HF vision model params are prefixed with “model.visual.”

Returns:: MegatronMappingRegistry with all parameter mappings

class bridge.models.qwen_vl.qwen35_vl_bridge.Qwen35VLBridge#

Bases: megatron.bridge.models.conversion.model_bridge.MegatronModelBridge

Megatron Bridge for Qwen3.5 Dense Vision-Language Model.

This bridge handles the conversion between HuggingFace Qwen3.5 dense VL model and Megatron-Core Qwen3VLModel formats. Unlike the MoE variant, this model uses a standard dense MLP (gate_proj + up_proj → linear_fc1, down_proj → linear_fc2).

The weight mappings handle:

Language model hybrid layers (GDN + standard attention)
Dense MLP with gated SiLU activation (fused pre-MLP layernorm)
Vision model weights (no deepstack mergers)
QK layernorm, zero-centered RMSNorm for GDN output norm
mRoPE position embeddings

Architecture (27B): 16 × (3 × GDN + 1 × Attention) = 64 layers

.. rubric:: Example

from megatron.bridge import AutoBridge bridge = AutoBridge.from_hf_pretrained(“Qwen/Qwen3.5-27B”) provider = bridge.to_megatron_provider()

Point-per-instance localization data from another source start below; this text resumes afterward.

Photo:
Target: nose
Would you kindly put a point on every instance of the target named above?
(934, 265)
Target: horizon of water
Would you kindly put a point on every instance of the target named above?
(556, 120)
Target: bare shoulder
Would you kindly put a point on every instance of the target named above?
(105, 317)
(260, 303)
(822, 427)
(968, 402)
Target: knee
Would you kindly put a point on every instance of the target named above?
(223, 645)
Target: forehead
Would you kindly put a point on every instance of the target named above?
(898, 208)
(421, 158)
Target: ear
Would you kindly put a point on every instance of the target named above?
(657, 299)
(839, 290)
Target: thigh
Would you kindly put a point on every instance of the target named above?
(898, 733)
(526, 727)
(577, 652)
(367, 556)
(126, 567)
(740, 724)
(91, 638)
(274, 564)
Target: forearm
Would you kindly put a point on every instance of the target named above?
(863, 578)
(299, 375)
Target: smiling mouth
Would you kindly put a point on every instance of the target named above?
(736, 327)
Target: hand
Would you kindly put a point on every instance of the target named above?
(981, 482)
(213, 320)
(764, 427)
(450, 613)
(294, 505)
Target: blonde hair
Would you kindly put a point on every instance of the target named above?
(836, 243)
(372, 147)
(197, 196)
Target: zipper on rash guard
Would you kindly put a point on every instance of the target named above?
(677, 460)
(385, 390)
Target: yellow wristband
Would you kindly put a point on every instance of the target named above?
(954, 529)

mimo_source_prefixes#: None

provider_bridge( hf_pretrained: megatron.bridge.models.hf_pretrained.causal_lm.PreTrainedCausalLM, ) → megatron.bridge.models.qwen_vl.qwen35_vl_provider.Qwen35VLModelProvider#: Create a Qwen35VLModelProvider from a HuggingFace pretrained model.